I know that the rank of a loop in a matroid is zero and I read that: A loop is an element of a matroid that is not contained in any independent set (is this because it has rank zero so it may be considered as dependent set?), or equivalently, an element that is contained in all flats (why is this correct?).
Also, can the previous paragraph help me by any means in understanding the first question I proposed?
Edit:
I also know that an element $e$ is a loop of $M$ if and only if $e$ is not in any of the bases of $M.$
Yes, $X$ is independent iff $r(X)=|X|$.
Well, a loop $e$ has rank zero, so if $e\not \in X$, submodularity tells you that $r(X\cup e)\leq r(X)+r(e)=r(X)$ and so $r(X)=r(X\cup e)$ so $e$ is in every clausure, so its in every flat. If $e$ is not in some flat, then you can use submodularity too to check that its rank is bigger than zero.

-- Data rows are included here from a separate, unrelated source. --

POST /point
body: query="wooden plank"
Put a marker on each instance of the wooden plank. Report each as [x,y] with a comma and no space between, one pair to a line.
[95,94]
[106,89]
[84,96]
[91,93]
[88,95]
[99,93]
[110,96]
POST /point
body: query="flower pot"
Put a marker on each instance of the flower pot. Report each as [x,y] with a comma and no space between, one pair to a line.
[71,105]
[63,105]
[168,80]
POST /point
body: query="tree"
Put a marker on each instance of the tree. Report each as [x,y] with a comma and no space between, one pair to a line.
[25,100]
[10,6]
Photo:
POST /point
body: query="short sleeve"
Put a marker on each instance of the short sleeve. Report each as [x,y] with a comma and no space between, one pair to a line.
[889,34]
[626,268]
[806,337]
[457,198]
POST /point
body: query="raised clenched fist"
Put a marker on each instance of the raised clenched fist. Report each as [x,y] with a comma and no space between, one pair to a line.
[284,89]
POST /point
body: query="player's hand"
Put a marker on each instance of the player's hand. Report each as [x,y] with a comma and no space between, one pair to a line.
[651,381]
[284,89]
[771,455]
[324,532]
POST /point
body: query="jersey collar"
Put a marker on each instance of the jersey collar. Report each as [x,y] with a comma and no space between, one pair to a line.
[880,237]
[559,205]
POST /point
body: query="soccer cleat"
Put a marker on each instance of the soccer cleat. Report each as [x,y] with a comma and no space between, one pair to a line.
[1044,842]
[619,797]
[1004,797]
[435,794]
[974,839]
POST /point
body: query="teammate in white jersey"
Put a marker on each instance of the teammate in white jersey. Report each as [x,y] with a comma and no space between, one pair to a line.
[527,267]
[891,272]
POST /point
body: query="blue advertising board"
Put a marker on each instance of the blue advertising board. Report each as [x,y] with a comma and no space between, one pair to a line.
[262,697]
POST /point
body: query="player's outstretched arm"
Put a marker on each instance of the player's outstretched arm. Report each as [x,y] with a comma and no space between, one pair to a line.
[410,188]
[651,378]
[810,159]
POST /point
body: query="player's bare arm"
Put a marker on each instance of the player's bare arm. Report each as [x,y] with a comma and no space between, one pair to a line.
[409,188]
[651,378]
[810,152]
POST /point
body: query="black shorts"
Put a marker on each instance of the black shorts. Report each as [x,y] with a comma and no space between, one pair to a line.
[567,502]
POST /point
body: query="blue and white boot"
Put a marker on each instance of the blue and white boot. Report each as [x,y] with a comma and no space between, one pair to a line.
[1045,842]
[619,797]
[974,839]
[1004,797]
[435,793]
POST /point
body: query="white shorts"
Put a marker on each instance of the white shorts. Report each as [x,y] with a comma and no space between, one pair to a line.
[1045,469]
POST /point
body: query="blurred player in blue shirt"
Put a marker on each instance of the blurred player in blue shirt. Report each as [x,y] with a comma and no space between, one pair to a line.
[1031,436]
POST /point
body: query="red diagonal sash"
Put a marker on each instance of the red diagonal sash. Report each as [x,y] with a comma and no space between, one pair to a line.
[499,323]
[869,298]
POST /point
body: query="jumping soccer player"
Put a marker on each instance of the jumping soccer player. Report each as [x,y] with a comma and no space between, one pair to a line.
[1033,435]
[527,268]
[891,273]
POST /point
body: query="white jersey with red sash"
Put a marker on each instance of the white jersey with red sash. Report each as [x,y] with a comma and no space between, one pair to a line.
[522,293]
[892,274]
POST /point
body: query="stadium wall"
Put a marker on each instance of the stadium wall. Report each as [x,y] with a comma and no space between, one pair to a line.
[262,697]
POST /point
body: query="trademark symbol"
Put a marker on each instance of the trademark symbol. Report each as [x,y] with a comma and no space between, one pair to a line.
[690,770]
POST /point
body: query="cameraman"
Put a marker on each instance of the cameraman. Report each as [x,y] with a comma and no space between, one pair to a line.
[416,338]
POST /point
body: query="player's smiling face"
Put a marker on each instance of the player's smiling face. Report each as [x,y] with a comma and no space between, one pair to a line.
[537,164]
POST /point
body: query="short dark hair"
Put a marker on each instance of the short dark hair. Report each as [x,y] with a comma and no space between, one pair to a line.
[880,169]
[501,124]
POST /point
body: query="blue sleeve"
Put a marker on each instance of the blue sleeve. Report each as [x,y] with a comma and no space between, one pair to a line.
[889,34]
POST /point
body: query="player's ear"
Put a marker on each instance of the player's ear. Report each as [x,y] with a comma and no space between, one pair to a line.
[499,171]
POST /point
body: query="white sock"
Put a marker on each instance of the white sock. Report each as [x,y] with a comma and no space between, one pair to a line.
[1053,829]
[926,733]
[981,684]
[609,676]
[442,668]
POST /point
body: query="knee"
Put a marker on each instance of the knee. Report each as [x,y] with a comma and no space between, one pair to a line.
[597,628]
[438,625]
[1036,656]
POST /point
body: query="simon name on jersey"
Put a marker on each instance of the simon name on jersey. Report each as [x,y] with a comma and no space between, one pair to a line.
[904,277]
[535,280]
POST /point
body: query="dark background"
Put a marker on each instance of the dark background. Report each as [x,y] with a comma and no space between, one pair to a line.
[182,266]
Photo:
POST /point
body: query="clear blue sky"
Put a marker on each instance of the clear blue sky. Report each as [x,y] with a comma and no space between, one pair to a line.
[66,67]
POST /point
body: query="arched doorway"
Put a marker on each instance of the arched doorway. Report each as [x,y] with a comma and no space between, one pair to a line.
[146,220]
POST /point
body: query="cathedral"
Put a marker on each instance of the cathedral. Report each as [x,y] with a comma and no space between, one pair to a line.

Let $A$ be a component and suppose that $A\subset cl_M(A)$. Now, consider $x\in cl_M(A)\setminus A$, so there exists $A'\subseteq A$ such that $A'\cup \{x\}$ is a circuit, and notice that $A'$ is non-empty because we have no loops, then $x$ is in the component $A$ (recall that the definition is that they are equivalence classes under the relation of being in a circuit) which is a contradiction, then $A=cl_M(A)$ and so $A$ is a flat.